The study included 444 patients, 231 (52%) in the pre-intervention period and 213 (48%) in the intervention period. There was no significant difference in medical history, clinical features, and laboratory results for patients in the pre-intervention and intervention period. Out of 444 patients, 98 (22%) were finally diagnosed with COVID-19, of whom 89 (20%) with COVID-19 pneumonia. Only one patient received a final diagnosis of COVID-19 pneumonia with a proved bacterial co-infection.

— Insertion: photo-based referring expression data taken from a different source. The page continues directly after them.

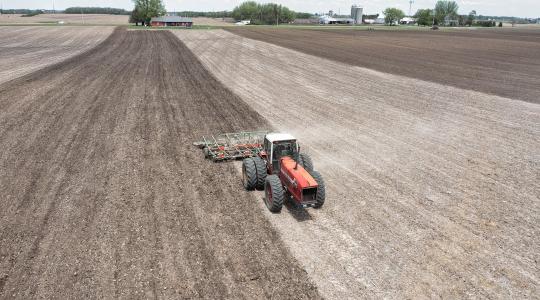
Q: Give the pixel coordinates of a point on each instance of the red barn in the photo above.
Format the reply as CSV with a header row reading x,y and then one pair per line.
x,y
173,21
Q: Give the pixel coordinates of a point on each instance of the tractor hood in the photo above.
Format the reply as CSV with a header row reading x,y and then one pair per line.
x,y
299,177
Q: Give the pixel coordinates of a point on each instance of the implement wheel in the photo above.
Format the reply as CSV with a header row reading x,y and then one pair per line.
x,y
249,174
305,161
321,190
260,165
273,193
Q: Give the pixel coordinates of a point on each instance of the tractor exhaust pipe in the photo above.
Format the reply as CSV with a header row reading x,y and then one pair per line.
x,y
297,158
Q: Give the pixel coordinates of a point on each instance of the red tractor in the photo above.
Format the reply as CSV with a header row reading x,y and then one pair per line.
x,y
282,171
271,162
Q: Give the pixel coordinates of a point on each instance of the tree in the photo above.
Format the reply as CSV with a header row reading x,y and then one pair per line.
x,y
393,15
269,13
424,17
145,10
445,10
470,18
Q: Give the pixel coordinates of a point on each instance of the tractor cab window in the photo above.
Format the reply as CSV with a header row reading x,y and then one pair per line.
x,y
282,149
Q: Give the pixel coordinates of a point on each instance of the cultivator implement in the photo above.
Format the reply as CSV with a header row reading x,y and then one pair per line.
x,y
230,146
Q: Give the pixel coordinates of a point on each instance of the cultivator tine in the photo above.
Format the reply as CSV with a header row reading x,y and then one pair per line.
x,y
229,146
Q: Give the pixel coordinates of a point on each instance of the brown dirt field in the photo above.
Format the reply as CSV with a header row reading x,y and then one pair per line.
x,y
27,49
104,196
433,191
500,62
88,19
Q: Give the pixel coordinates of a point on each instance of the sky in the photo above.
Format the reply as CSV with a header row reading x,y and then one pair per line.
x,y
517,8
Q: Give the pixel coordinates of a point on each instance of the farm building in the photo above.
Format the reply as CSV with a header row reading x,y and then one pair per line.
x,y
173,21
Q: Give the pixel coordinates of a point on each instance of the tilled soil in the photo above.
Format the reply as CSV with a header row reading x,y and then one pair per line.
x,y
24,49
432,191
86,19
502,62
104,196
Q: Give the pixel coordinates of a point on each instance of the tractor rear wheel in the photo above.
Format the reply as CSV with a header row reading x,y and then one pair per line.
x,y
305,161
321,190
249,174
260,165
273,193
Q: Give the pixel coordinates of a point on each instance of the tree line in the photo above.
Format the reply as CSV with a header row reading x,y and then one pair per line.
x,y
263,14
96,10
445,13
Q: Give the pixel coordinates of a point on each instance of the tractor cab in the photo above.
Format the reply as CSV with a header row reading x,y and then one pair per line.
x,y
278,145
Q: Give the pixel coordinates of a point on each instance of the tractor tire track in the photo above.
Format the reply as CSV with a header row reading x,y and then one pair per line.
x,y
104,195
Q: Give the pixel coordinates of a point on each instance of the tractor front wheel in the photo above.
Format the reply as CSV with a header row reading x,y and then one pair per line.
x,y
273,193
249,174
321,190
260,165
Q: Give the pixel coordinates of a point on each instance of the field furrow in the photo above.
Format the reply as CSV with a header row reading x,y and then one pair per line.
x,y
104,195
433,190
25,49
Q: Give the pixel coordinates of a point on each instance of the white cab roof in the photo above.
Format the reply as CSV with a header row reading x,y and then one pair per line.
x,y
276,137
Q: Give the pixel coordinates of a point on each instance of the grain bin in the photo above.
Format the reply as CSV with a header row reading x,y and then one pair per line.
x,y
356,14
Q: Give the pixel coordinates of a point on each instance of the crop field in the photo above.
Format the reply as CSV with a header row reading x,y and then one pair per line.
x,y
503,62
92,19
104,196
27,49
432,165
434,189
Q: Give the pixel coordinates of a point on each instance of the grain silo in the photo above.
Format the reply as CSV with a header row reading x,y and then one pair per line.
x,y
356,14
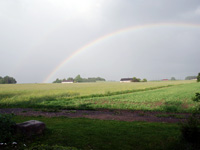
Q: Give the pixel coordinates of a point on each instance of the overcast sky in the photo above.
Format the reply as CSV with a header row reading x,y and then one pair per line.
x,y
37,35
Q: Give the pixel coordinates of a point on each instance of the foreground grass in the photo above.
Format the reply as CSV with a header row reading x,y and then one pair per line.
x,y
103,135
171,97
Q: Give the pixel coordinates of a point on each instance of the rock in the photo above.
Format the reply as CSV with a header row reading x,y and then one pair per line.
x,y
30,128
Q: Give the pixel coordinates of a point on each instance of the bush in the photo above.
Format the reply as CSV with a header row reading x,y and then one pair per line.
x,y
196,98
46,147
6,128
198,77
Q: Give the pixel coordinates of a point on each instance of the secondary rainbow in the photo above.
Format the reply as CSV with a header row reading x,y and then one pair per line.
x,y
112,34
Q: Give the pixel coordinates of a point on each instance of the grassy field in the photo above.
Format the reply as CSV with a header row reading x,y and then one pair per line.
x,y
157,96
87,134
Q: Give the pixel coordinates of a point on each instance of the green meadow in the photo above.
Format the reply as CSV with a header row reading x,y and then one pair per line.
x,y
169,96
92,134
88,134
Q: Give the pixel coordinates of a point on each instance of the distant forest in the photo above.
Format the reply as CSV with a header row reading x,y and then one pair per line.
x,y
78,78
7,80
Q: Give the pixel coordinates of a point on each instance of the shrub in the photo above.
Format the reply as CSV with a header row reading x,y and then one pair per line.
x,y
196,98
6,128
47,147
191,130
198,77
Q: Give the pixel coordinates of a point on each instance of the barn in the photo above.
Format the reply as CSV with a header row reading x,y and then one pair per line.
x,y
126,80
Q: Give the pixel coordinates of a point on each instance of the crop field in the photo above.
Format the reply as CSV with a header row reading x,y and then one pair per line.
x,y
169,96
87,134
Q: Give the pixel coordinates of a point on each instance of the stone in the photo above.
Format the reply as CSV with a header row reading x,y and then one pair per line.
x,y
30,128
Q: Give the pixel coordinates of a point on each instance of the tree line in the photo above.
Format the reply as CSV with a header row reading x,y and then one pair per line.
x,y
7,80
138,80
78,78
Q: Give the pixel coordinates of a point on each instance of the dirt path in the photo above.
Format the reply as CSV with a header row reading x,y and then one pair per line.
x,y
122,115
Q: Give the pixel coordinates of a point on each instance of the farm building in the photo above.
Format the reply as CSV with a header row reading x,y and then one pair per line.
x,y
164,79
67,81
126,80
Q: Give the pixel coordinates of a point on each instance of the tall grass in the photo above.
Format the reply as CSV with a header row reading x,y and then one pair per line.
x,y
160,96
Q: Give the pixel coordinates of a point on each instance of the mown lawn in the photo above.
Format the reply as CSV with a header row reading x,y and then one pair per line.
x,y
90,134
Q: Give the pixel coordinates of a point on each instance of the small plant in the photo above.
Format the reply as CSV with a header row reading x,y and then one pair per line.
x,y
6,128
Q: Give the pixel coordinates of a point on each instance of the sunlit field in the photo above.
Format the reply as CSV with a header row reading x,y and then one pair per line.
x,y
157,96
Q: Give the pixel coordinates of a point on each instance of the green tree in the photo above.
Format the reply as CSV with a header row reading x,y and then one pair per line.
x,y
190,77
57,81
7,80
198,77
78,78
70,78
136,79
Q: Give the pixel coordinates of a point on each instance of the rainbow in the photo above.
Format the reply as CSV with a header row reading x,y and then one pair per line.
x,y
112,34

In the 213 patients of the intervention period, the result of PCT was ≥ 0.5 ng/mL in 53 (24.9%) cases, including 9 (26.5%) of the 34 COVID-19 and 44 (24.6%) of 179 patients with an alternative diagnosis (p = 0.815). PCT was ≥ 0.5 ng/mL in 28 (38.4%) of 73 patients with a final diagnosis of non-COVID-19 infection (p = 0.229 vs. COVID-19). Median PCT in COVID-19 patients was 0.2 ng/mL (iqr = 0.42), whereas in the patients with alternative diagnosis was 0.12 ng/mL (iqr = 0.40), (p = 0.575) and in patients with non-COVID-19 infection was 0.25 ng/mL (iqr = 0.88), (p = 0.589 vs. COVID-19). Considering the subgroup of 60 patients with a final diagnosis of pneumonia, 32 (53.3%) were COVID-19 pneumonia whereas 28 (46.7%) were non-COVID-19 pneumonia. Among 32 patients with COVID-19 pneumonia, 9 (28.1%) had a PCT ≥ 0.5 ng/mL while among 28 patients with non-COVID-19 pneumonia, 12 (42.9%) had a PCT ≥ 0.5 ng/mL (p = 0.233). Median PCT in the COVID-19 pneumonia was 0.24 ng/mL (iqr = 0.47) whereas in non-COVID-19 pneumonia was 0.21 ng/mL (iqr = 0.83) (p = 0.638). Table 1 reports the diagnostic performance of PCT ≥ 0.5 ng/mL for non-COVID-19 pneumonia vs. COVID-19 pneumonia.

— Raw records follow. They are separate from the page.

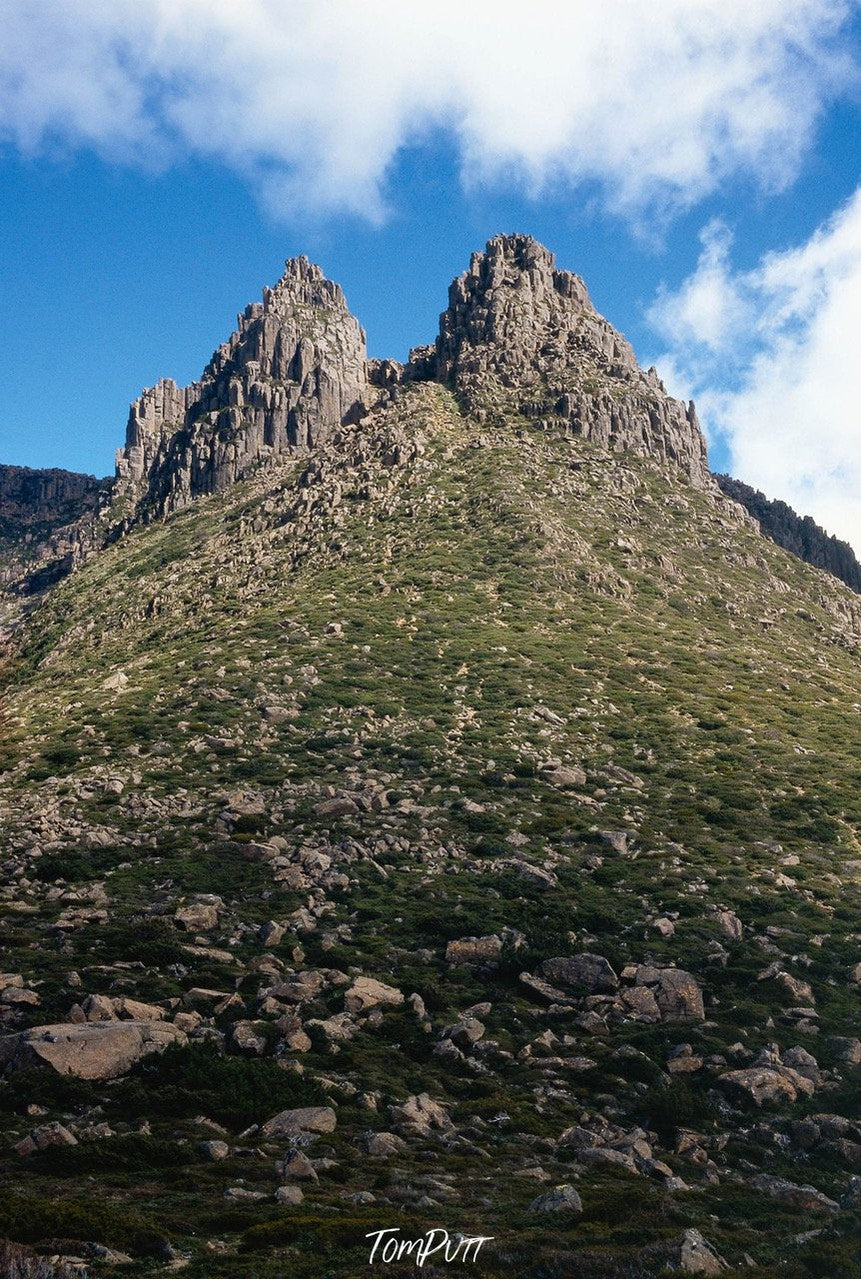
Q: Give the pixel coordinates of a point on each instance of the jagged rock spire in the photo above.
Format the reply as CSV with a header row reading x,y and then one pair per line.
x,y
292,372
521,337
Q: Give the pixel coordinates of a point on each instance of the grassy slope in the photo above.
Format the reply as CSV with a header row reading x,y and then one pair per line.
x,y
503,600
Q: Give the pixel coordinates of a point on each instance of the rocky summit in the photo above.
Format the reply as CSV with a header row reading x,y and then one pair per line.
x,y
429,803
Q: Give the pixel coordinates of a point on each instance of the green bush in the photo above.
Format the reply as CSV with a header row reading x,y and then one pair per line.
x,y
202,1080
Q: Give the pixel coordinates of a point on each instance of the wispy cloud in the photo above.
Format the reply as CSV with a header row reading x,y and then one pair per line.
x,y
312,99
772,357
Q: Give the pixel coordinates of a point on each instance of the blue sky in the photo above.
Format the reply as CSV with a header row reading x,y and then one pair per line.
x,y
697,165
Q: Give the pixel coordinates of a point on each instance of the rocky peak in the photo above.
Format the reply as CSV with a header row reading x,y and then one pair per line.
x,y
292,371
521,337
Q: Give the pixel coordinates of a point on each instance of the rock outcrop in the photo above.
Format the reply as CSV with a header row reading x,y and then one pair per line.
x,y
796,533
45,517
94,1050
292,372
522,337
30,499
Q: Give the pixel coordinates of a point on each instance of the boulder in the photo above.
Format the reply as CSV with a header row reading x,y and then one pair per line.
x,y
293,1123
560,1199
200,915
806,1199
697,1257
677,993
214,1150
95,1050
592,972
367,993
418,1115
729,925
475,950
383,1144
763,1085
45,1136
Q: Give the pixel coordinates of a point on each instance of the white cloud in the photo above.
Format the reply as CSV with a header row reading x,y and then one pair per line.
x,y
775,374
312,99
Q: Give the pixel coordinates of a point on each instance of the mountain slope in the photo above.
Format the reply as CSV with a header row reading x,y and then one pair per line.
x,y
500,787
796,533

Table 1 Diagnostic performance of PCT ≥ 0.5 ng/mL for non-COVID-19 pneumonia vs COVID-19 pneumonia

In the pre-intervention period, when PCT was not included in the COVID-19 panel, PCT was requested by the treating physician in only 20 patients. The PCT requested in ED during the intervention period increased of 965% (+ 193 tests). The PCT cost was 740 euros (equivalent to 908 United States dollar, US$) in the pre-intervention period and 7881 euros (equivalent to 9665 US$) in the intervention period (+ 7141 euros or 8758 US$ in 10 days). Including PCT in the COVID-19 panel had no significant impact in the prognostic outcomes (Table 2).

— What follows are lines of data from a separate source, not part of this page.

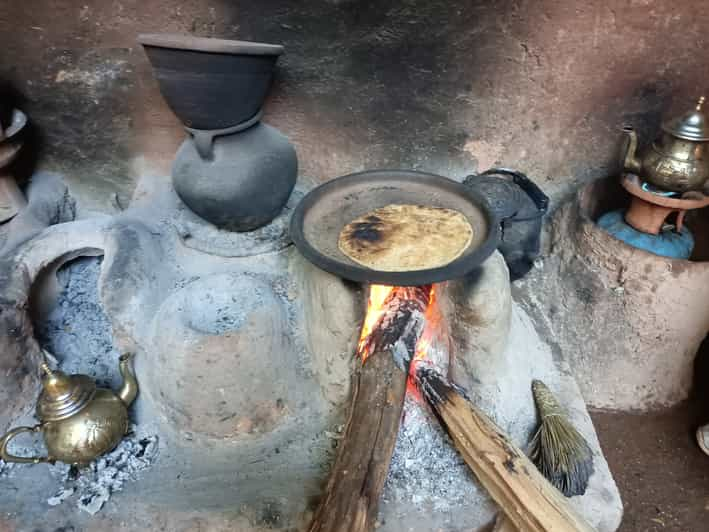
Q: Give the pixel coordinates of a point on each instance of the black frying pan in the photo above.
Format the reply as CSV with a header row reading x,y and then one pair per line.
x,y
319,218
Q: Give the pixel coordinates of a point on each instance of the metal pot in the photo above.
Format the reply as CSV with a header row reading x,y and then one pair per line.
x,y
677,161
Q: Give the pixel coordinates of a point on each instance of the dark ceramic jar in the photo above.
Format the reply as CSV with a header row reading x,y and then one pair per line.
x,y
243,182
232,170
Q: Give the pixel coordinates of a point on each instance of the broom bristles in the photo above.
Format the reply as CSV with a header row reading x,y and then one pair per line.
x,y
560,453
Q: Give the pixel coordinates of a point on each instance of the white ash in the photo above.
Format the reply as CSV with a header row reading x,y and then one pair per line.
x,y
426,469
77,330
90,487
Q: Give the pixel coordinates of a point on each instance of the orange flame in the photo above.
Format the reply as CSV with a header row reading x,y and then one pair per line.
x,y
375,308
433,338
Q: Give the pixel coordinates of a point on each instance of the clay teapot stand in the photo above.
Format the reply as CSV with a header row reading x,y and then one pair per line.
x,y
649,210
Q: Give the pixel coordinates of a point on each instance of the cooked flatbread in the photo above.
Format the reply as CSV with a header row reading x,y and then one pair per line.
x,y
399,238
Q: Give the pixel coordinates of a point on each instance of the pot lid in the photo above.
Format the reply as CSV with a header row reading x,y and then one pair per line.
x,y
690,126
63,395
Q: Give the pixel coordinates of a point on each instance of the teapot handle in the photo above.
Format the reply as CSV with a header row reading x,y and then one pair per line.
x,y
5,441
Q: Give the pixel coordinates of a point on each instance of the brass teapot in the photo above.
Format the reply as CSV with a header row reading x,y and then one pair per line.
x,y
79,421
678,160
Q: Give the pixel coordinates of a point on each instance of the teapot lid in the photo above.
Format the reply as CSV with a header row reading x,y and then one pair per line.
x,y
690,126
63,395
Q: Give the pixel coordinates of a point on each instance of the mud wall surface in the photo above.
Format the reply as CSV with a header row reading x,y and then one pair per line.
x,y
447,86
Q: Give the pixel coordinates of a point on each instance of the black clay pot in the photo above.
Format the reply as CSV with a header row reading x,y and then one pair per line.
x,y
238,181
211,83
232,170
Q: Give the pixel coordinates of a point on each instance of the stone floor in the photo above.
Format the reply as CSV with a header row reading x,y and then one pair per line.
x,y
662,475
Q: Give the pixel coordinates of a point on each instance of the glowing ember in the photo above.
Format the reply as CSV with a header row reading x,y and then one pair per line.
x,y
433,345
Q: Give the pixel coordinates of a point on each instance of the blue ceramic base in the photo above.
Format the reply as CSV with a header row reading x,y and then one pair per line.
x,y
667,244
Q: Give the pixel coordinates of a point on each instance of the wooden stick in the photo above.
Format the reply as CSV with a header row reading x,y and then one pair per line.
x,y
351,499
357,478
503,524
530,502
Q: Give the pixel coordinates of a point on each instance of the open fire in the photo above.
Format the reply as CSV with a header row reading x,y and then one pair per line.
x,y
432,347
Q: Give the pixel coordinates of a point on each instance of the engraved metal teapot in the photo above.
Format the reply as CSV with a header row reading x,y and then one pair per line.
x,y
78,421
678,160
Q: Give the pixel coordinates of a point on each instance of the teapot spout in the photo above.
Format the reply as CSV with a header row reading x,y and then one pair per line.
x,y
129,389
629,158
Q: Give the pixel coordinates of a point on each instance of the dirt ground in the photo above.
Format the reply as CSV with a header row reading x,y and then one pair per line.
x,y
662,475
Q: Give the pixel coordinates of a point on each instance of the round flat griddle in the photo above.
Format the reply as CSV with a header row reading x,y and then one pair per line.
x,y
320,217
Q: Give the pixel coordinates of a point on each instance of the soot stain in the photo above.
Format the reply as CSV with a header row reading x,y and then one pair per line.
x,y
367,231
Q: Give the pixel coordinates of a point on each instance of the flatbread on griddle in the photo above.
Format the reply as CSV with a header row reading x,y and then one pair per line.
x,y
399,238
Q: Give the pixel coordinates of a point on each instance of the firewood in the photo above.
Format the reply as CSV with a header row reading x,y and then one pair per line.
x,y
529,501
351,499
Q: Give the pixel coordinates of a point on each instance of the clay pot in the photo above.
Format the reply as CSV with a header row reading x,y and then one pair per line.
x,y
232,170
239,181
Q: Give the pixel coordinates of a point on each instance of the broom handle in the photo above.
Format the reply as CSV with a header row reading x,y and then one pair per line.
x,y
511,479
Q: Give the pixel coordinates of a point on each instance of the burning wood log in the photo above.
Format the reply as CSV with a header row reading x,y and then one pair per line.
x,y
351,498
530,502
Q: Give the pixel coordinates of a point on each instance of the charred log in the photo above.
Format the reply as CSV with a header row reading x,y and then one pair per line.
x,y
528,500
351,499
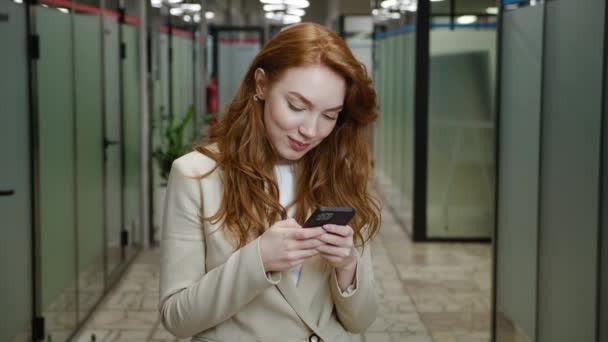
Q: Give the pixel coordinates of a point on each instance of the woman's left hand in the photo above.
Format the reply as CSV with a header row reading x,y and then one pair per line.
x,y
339,250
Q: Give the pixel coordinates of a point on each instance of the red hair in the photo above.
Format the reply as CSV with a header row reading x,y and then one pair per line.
x,y
334,173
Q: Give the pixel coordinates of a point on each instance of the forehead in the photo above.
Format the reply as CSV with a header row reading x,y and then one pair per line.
x,y
317,83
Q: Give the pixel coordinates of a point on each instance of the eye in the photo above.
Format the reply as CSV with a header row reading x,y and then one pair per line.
x,y
294,108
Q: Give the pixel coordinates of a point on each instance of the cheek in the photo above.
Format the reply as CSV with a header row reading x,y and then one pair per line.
x,y
325,128
282,118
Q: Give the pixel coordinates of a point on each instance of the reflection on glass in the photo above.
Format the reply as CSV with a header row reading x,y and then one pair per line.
x,y
132,134
461,133
87,53
113,195
394,131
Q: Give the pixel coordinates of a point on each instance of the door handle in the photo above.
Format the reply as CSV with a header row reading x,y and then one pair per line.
x,y
107,142
7,192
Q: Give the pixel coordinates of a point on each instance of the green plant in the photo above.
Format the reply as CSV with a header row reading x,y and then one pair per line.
x,y
173,145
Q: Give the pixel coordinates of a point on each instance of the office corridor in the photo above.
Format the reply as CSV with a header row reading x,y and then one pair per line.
x,y
429,292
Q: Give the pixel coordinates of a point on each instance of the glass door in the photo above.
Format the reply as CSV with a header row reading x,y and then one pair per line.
x,y
15,187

Table 2 Outcomes within 30 days between pre-intervention and intervention period

Our study showed that PCT is not useful for differential diagnosis of COVID-19 in ED in patients presenting with fever or respiratory symptoms. Furthermore, the inclusion of PCT in the COVID-19 panel did not change prognosis, while costs increased more than 10 times. PCT ≥ 0.5 ng/mL showed to be a marker for the diagnosis of bacterial infection [4]. Our study was performed in April 2020 in Italy, when the flu season was over, and without COVID-19 outbreak, we would expect that most of infections and in particular pneumonia would be caused by bacteria [5]. However, a PCT ≥ 0.5 ng/mL was not helpful to distinguish COVID-19 from other infections. Considering the subgroup of patients with pneumonia, in which the differential diagnosis is more important, PCT ≥ 0.5 ng/mL showed a low sensitivity (43%) and specificity (72%) for non-COVID-19 pneumonia. This study has limitations: it does not include randomization and it was carried out in a single University Hospital.

In conclusion, PCT showed to be not useful to distinguish COVID-19 vs alternative cause of fever and respiratory symptoms and in particular, it was not accurate to identify non-COVID-19 pneumonia. Furthermore, including PCT in the COVID-19 laboratory panel increased costs without modify patients’ prognosis.

When deciding whether to request PCT in ED, we favor a case-by-case decision in presence of sepsis or in presence of COVID-19 with suspected bacterial superinfections vs the inclusion in a laboratory test panel.